I withdraw that last statement


#13

[quote]JLone wrote:
They also make training bars that weigh about 15 pounds but are the same size as Olympic bars. Plus bumper plates that weigh as little as 2.5 pounds/plate.[/quote]
Agreed. I hesitate to quote Rippetoe here, since on another thread I’m apparently a devout Rip-worshipper and hardcore cheerleader of his, but he does have a solid quote on the issue of weight training for kids:

“I have a bar in my gym that weighs 11 pounds. I can make that bar weigh 12 pounds next time. And then I can make it weigh 13 pounds, and 80 pounds, and finally 245 pounds. I can make my barbell directly scalable to the ability of an eight year old kid.”

I do agree that’s probably the way to go once they “graduate” to barbells, however, why use an 11 or 15 pound bar when zero external resistance is sufficiently challenging? In a sense, that’d be like starting everyone off flat benching 95 pounds, when 45 or 65 might be a more appropriate load.

[quote]
… what kind of 12 year old can’t do at least a dozen pushups and squats with full ROM? I have a nephew that figured out how to do handstand pushups over the 4th of July holiday when I bet him he couldn’t. I am pretty sure the kid is a 4th grader…

… I withdraw that last statement[/quote]
Ha, true enough. But really, from what I’ve seen teaching elementary school Phys Ed (grades 1-6/ages 6ish to 11ish) for a few years, teaching kids karate (ages 3 and up), and training teens in the gym, it’s not so much an obesity issue as it is an inactivity issue.

That is, the majority of kids I taught weren’t fat, they were just lazy or simply out of shape. That’s, um, better, right? :wink: I’ve had kids who couldn’t get the coordination for jumping jacks correct, and I’m going to trust them to control a barbell going overhead without losing a tooth?

I have no problem progressing a younger lifter to a smart free weight program, but I’m going to start off with a more regressed movement until I’m confident in their ability to handle the additional stress.


#14

^^^ Sounds like solid reasoning to me.


#15

[quote]Chris Colucci wrote:

[quote]jjackkrash wrote:
^^^ is 12 really too young to introduce them to some barbell work in addition to what you have listed? [/quote]
Yes and no. It’s really about the capabilities of the kid. I generally recommend that plan until it’s easy from start to finish. So, if the kiddo runs through it Monday and Wednesday, has good form on everything, gets all the reps without hitting muscular failure, then sure, on Friday introduce them to free weights.

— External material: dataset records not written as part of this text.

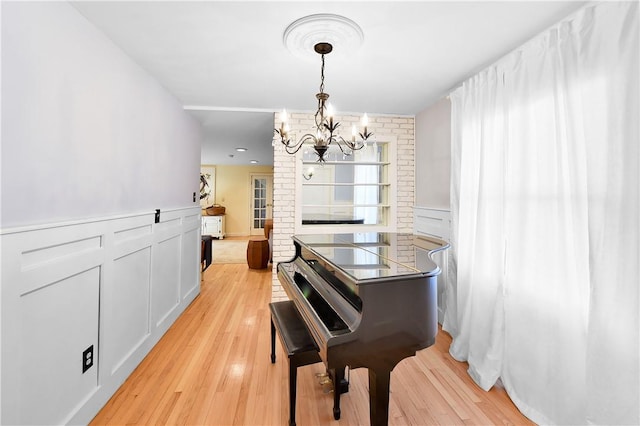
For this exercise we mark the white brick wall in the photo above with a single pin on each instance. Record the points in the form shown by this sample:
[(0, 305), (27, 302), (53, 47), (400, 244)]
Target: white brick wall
[(284, 179)]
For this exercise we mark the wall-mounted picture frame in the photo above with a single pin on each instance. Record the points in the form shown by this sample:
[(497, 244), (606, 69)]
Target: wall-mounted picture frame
[(207, 186)]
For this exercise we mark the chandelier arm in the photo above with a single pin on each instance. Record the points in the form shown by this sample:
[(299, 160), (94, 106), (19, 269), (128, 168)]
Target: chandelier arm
[(292, 149)]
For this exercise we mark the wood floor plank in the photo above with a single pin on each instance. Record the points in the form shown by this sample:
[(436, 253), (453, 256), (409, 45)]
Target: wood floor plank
[(213, 367)]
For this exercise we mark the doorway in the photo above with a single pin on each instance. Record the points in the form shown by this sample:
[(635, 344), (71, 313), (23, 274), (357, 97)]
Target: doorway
[(261, 201)]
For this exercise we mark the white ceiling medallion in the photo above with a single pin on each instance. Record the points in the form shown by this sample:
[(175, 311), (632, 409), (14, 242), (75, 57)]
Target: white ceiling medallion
[(342, 33)]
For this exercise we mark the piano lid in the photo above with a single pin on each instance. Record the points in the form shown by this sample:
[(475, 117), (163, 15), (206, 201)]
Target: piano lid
[(371, 256)]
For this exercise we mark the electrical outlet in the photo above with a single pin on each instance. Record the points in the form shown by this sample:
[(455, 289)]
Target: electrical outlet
[(87, 359)]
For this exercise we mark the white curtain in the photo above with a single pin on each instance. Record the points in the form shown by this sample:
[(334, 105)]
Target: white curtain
[(545, 217)]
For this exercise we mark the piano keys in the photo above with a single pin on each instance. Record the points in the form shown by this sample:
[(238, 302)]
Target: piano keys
[(365, 303)]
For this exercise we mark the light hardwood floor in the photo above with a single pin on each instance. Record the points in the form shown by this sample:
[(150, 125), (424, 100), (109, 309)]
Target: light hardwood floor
[(213, 368)]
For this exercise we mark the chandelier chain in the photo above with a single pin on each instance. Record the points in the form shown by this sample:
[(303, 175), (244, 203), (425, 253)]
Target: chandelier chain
[(325, 128)]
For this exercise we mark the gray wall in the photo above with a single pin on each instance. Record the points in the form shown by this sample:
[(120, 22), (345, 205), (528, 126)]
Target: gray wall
[(86, 132), (433, 155)]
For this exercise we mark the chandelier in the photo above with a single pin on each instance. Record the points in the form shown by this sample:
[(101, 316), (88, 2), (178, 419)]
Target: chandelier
[(325, 127)]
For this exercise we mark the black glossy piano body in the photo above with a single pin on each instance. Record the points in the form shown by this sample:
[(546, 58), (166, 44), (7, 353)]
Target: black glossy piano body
[(365, 303)]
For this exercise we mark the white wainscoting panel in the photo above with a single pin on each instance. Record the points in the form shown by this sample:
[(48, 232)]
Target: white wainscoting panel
[(435, 223), (116, 284)]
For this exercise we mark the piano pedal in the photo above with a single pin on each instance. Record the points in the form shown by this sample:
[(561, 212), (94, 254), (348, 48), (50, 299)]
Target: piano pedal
[(325, 382)]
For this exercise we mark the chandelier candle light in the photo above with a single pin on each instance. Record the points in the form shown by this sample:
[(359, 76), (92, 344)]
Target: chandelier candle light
[(326, 128)]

But there’s little reason to put a new lifter, whether they’re 12 or 32, under a barbell to bench press if they have trouble doing three full-range push-ups or having them squat a 45-pound bar when they can’t do a handful of unweighted squats or lunges with full ROM.

Also, especially in younger/still-developing athletes, there are physical benefits to building the support structures (tendons, ligaments, etc.) and inter-muscular coordination with moderate to high-rep bodyweight training before advancing to free weights.[/quote]

Thoroughly agree with this. You have to master your bodyweight first. But also no it’s not too young in the sense that–provided they can do the exercises properly–there’s a lot of merit in the basic weight exercises. But variety is key–limiting the number motions he learns is just downright bad. I like dumbbells more for youth too…best start learning how to stabilize weights when young. But only AFTER he can properly do bodyweight exercises and such.

I was just bored and on my phone when I started typing my novel, trying to pass time. I forgot to say this above, and that’s important–bodyweight first.

The ongoing development of the tendons and ligaments is the big reason I voiced “anything he can do for more than 12 reps” in my original long reply. high rep might not be “best” for adults in terms of strength or mass, but we’re not thinking just about those things when kids are concerned. Overriding concern is coordination, health, balance, stabilization, and learning lots of new things. The hormonal changes they go through are enough to really help them along with the other stuff.